- Small cell growth picking up after pandemic lull, claims industry group
- Open RAN to account for 77% of new small cell deployments by 2026, according to Small Cell Forum forecast
- Telcos risk losing out on lucrative enterprise market
- New breed of small cell player springing up to fill the gap
Open small cell architectures are growing in prevalence and will come to dominate deployments in the coming years as enterprises in particular seek out the technology to meet their specific connectivity requirements, according to a new report from the Small Cell Forum.
Open RAN-based units will account for 77% of new small cell deployments in 2026, up from just 12% this year, according to new forecast data from the Forum, driven in no small part by the enterprise space (see chart above).
The industry body's findings show renewed growth in the small cell space from 2022 onwards after a slowdown linked to the Covid-19 pandemic, incidentally, with new radio unit deployments reaching 6.2 million in 2026, up from 3.4 million this year, and the cumulative total hitting 35.7 million.
The growth stems from the impact of 5G, the adoption of new network architectures, and the rise of network-sharing and the neutral host model, it said.
That last point will bring increased diversity to the market. The Small Cell Forum notes that certain environments – in-building enterprise networks and rural rollouts, for example – are difficult for mobile network operators to address profitably, since their business models are based on large-scale network deployment. By contrast, enterprises often have highly specific connectivity needs, while rural and remote areas remain too sparsely populated to enable MNOs to serve them profitably with a high-capacity network.
As such, the forum notes, specialist players in the enterprise space, private network operators, neutral hosts, and cloud-based network-as-a-service providers are emerging to fill the gap, while some mobile operators, keen to avoid being left out of the market, are setting up independent private network operator divisions. Without these units, telcos run the risk of being locked out of the lucrative enterprise space as private networks grow in popularity, and that's clearly a concern for them, and their accountants.
All of these new or redesigned players will be aided by advances in flexible network architectures, access to cloud-based technology like hosted cores, and direct access to spectrum, through shared frequencies and allocations for industrial use, for example.
These players "will be responsible for significant acceleration of small cell build-out because they are able to define strong profit models for environments in which MNOs would be challenged to make a business case," the Small Cell Forum declared. This could be because they can build on a smaller scale or because they offer enterprise-specific services like security, integration and device management.

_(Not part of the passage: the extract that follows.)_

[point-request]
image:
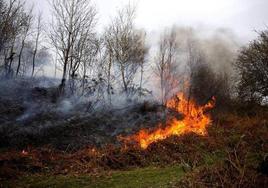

Whatever the reason, it's food for thought for the telcos. By 2026, more than three-quarters of enterprise small cells will be deployed and operated by private network operators or neutral hosts, according to the Small Cell Forum.
"While the turbulence of the last 18 months has had an effect on deployments, this forecast continues to show not just the crucial role small cells will play in facilitating a 5G future, but also how important new breeds of network deployers will be to delivering it," concluded Prabhakar Chitrapu, Chair of the Small Cell Forum.